Sue Wasdin (Howard’s Sister)
The book should be characterized as fiction. Several accounts about his childhood cannot be verified through anyone that was there at that time.
In Chp 3 he states his first memory was being four years old when his “Step Father” would come into the room after being on on a date with Howard’s mother. Smelling like alcohol, he pulled him out of bed and beat him until he tasted his own blood. This account is not substantiated by his mother, his other sister. and his Uncle Coy Kirkman and Aunt Louise Kirkman whom he lived with at the time. I can verify that I have never witnessed my father abuse anyone since the day I was born.
Leon, worked hard all his life to provide for his family. He was a modest God fearing man and lived for his family. He was brought up in a time where children learned values and respected their elders. He tried to teach these values to his children as well. He would give you the shirt off his back, but he expected his children to be respectful, responsible and work to their full potential.
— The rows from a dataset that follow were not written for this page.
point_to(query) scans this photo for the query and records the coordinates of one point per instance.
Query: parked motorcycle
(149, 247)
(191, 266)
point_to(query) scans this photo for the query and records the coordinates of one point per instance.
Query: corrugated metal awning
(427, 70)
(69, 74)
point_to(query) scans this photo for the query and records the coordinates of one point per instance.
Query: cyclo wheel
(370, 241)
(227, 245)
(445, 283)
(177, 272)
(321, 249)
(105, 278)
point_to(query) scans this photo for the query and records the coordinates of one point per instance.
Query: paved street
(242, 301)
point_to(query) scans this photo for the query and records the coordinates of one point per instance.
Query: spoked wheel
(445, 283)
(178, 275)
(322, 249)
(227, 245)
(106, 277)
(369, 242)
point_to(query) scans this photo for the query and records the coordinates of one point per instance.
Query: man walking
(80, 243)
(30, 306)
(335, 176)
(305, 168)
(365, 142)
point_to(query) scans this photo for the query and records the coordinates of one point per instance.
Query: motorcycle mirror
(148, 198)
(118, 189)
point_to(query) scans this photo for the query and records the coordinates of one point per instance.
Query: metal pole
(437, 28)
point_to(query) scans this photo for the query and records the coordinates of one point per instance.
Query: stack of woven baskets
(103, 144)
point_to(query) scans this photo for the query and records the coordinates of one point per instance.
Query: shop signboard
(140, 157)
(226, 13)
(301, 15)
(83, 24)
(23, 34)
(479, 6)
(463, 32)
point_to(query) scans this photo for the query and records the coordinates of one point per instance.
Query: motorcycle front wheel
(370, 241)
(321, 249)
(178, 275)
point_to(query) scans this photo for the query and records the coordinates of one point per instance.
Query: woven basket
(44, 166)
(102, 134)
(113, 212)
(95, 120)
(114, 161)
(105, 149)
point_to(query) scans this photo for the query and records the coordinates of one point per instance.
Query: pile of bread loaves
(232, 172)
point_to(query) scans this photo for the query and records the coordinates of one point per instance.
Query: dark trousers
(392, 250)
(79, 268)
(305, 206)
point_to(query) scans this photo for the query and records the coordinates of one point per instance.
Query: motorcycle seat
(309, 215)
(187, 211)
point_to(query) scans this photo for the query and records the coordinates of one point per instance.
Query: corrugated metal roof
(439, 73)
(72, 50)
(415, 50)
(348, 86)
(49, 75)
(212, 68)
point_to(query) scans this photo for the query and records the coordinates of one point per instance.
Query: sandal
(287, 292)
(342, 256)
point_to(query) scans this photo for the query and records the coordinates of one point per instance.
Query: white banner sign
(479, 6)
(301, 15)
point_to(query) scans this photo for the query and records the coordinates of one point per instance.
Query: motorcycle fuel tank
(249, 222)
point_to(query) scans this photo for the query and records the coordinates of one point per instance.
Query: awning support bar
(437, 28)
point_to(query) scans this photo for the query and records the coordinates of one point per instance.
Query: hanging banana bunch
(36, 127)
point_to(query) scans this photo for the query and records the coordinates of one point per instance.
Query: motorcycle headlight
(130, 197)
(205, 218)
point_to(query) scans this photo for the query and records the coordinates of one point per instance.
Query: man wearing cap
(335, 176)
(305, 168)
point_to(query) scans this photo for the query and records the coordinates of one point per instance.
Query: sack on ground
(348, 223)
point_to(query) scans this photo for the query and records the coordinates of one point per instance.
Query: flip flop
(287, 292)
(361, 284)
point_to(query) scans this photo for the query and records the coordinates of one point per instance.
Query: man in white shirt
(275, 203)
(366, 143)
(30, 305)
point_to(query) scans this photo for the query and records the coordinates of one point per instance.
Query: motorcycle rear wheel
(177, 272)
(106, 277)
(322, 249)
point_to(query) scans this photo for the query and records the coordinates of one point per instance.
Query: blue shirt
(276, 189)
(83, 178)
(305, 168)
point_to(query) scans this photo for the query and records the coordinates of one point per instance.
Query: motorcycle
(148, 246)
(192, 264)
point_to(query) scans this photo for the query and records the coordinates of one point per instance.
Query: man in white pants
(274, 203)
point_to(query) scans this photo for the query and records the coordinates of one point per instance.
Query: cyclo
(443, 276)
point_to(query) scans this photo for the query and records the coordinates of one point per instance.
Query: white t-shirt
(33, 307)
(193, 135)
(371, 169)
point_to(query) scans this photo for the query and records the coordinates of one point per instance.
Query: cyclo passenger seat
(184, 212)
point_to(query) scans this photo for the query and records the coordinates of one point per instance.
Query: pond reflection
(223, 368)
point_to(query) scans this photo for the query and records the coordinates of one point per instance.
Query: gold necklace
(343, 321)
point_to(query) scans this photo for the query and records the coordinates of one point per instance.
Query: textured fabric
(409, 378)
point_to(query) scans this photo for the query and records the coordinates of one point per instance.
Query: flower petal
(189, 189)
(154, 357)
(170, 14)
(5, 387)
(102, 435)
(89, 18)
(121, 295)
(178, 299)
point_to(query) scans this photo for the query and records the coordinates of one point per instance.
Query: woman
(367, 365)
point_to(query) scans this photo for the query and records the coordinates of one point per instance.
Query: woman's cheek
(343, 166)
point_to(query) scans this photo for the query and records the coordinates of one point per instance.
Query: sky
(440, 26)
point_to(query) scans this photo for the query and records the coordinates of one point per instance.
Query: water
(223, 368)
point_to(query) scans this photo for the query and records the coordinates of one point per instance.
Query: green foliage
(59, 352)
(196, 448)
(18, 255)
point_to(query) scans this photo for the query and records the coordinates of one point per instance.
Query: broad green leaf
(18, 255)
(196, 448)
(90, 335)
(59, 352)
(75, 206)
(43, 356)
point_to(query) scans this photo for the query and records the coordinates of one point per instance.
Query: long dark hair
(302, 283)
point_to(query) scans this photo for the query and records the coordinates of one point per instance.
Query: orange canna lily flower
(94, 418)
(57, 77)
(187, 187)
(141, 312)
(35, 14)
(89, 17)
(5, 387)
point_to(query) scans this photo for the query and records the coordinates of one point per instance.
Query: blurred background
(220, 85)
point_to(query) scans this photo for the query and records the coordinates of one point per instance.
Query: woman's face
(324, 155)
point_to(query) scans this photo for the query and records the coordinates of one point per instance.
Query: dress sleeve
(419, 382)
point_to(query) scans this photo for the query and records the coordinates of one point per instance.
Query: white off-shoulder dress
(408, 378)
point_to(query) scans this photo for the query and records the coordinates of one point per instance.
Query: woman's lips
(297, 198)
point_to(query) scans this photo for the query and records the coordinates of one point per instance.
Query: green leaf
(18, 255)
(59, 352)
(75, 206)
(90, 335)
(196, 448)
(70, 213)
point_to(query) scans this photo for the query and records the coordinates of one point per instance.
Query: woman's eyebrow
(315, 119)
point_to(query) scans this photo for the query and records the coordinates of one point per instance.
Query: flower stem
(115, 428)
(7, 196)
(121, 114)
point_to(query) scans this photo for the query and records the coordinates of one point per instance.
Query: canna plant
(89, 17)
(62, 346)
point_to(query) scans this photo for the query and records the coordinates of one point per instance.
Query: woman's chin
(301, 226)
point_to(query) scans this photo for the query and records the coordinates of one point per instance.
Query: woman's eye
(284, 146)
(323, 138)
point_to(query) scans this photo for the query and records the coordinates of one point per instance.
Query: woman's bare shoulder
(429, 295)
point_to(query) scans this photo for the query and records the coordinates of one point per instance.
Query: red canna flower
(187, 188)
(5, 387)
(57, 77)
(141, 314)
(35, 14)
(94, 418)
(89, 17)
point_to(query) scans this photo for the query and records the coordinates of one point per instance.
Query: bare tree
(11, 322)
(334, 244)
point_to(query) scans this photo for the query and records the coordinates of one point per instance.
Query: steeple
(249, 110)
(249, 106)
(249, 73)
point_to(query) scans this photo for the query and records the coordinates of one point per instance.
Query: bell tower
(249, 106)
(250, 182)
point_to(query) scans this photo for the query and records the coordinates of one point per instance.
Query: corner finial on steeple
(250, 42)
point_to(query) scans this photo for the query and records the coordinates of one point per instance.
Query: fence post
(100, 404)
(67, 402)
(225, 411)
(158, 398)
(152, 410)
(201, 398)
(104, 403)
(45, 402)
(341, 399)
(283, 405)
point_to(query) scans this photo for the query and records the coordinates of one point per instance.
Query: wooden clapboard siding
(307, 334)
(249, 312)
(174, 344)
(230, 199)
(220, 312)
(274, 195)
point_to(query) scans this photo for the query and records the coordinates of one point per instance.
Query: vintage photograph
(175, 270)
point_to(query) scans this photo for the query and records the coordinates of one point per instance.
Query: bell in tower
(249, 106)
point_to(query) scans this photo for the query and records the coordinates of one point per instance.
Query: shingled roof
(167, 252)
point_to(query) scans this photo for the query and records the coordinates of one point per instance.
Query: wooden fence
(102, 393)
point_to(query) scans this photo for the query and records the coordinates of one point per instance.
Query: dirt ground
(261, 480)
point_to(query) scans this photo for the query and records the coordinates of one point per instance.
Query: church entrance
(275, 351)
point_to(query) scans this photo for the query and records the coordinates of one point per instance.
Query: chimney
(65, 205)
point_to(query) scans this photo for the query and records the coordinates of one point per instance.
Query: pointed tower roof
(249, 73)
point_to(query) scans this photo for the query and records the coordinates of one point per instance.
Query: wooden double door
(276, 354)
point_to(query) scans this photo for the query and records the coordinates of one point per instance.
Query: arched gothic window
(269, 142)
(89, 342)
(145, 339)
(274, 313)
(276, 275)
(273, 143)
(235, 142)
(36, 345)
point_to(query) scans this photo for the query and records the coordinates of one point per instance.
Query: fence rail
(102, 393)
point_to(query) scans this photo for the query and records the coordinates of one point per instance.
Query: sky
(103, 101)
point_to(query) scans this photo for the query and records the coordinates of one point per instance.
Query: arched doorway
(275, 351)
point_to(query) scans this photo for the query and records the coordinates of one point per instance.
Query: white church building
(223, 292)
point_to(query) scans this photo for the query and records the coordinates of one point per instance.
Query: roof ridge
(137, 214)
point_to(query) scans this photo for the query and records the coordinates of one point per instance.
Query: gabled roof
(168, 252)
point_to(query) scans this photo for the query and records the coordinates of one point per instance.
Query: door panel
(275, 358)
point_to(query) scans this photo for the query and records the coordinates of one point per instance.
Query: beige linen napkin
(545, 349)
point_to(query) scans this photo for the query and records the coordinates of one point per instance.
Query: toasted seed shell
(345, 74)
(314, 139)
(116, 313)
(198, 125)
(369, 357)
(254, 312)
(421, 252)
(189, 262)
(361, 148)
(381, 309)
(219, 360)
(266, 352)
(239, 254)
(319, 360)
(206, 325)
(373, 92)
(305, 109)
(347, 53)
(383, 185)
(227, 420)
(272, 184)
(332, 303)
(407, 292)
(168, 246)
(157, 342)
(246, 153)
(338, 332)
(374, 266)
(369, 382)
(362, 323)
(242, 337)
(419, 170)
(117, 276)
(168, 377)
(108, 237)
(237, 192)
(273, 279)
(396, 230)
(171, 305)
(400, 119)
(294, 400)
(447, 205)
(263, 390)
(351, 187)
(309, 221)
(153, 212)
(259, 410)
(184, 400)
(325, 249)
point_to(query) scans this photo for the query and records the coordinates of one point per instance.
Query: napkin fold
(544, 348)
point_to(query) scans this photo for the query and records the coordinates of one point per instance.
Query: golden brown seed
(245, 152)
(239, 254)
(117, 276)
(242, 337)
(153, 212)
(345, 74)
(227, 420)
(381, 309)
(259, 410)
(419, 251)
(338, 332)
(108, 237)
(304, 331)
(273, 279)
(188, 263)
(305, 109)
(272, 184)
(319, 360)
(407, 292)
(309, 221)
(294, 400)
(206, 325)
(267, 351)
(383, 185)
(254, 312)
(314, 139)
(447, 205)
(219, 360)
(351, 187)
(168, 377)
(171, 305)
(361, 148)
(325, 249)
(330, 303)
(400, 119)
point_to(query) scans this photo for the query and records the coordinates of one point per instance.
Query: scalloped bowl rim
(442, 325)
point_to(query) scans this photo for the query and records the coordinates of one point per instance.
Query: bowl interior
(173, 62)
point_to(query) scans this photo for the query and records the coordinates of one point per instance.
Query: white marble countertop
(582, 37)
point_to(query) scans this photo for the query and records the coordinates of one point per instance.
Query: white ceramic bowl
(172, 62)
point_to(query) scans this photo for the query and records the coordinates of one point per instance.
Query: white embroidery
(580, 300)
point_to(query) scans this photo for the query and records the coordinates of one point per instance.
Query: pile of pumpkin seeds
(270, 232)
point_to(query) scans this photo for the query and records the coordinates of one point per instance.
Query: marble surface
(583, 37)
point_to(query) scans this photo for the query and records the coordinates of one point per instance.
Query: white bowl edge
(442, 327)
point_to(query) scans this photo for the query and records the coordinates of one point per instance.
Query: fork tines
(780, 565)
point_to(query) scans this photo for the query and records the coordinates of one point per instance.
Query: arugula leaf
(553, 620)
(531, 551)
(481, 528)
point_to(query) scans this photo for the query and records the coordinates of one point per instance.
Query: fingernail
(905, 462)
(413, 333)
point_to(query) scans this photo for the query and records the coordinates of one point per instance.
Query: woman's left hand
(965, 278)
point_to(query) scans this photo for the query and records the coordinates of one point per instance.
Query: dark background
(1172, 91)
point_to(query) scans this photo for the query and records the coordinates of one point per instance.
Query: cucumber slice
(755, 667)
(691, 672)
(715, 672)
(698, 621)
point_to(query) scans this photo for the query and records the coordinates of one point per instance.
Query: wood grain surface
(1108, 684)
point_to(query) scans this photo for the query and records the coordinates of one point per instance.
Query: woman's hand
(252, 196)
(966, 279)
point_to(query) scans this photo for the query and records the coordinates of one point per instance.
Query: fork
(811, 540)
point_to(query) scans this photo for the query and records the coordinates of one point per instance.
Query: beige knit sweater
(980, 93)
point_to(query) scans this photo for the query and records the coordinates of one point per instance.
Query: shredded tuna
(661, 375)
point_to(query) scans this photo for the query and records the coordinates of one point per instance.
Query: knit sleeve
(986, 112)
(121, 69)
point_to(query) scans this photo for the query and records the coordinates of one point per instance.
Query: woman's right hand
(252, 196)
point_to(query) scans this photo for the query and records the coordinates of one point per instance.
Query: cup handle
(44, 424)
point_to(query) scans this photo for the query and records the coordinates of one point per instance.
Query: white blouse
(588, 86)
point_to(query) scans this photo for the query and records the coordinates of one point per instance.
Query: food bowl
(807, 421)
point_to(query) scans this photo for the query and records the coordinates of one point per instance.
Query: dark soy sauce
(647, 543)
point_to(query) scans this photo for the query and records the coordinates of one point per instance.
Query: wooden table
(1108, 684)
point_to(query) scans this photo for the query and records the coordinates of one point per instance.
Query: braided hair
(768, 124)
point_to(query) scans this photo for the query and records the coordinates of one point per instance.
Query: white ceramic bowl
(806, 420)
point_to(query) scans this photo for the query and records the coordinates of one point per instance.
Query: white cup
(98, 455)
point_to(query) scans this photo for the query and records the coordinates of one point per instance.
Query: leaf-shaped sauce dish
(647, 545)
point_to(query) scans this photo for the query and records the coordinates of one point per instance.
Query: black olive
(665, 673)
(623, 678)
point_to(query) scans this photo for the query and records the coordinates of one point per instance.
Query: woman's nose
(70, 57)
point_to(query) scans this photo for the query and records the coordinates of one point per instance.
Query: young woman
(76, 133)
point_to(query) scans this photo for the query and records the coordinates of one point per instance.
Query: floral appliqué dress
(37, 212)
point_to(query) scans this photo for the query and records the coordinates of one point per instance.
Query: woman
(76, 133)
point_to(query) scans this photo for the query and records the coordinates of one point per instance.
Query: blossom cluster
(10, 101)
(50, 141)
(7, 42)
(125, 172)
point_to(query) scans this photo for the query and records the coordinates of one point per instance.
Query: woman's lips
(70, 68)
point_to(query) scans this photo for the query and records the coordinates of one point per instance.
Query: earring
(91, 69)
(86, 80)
My memories of the watermelon fields and having to pick up pecans are different from Howard’s. I remember he expected us to work but I also remember many jokes he would played on us and taking us to the open branch café. Afterwards we would go to the river to swim. I never remember Daddy getting a belt to us because we missed one pecan or if we didn’t work hard enough in the watermelon fields. I remember him telling us to go do it again and teaching us the right way to do a job, but he wasn’t abusive.
My father loved holidays and time together as a family. Daddy would surprise us when we were young by stopping by amusement parks and taking us to the Alligator Farm. I remember numerous camping trips, fishing trips and just drives down a dirt road. His smile and his jokes made the worst days bearable.
As a little girl I would go everywhere with him and sit on his tractor while he plowed and planted the fields. I remember as he walked and left foot prints in the sand I would jump to try to walk in his footsteps. This is still true today; I hope to be just half the parent he was. He taught me so much and always helped me when I was down. If it hadn’t been for his love and support, I don’t know if I would be here today.
These are some of the memories that differ from the book. There are also numerous others I could discredit in Howard’s book regarding his childhood. If you were to investigate you would find other information about Howard’s life that doesn’t add up. The real reason why he was asked to retire from the Seal Team and other accounts about his dishonesty and why he isn’t allowed back in Cambell County, Tenn. I am not here to bash him but I do want everyone to realize that this book is not nonfiction and should be classified as fiction.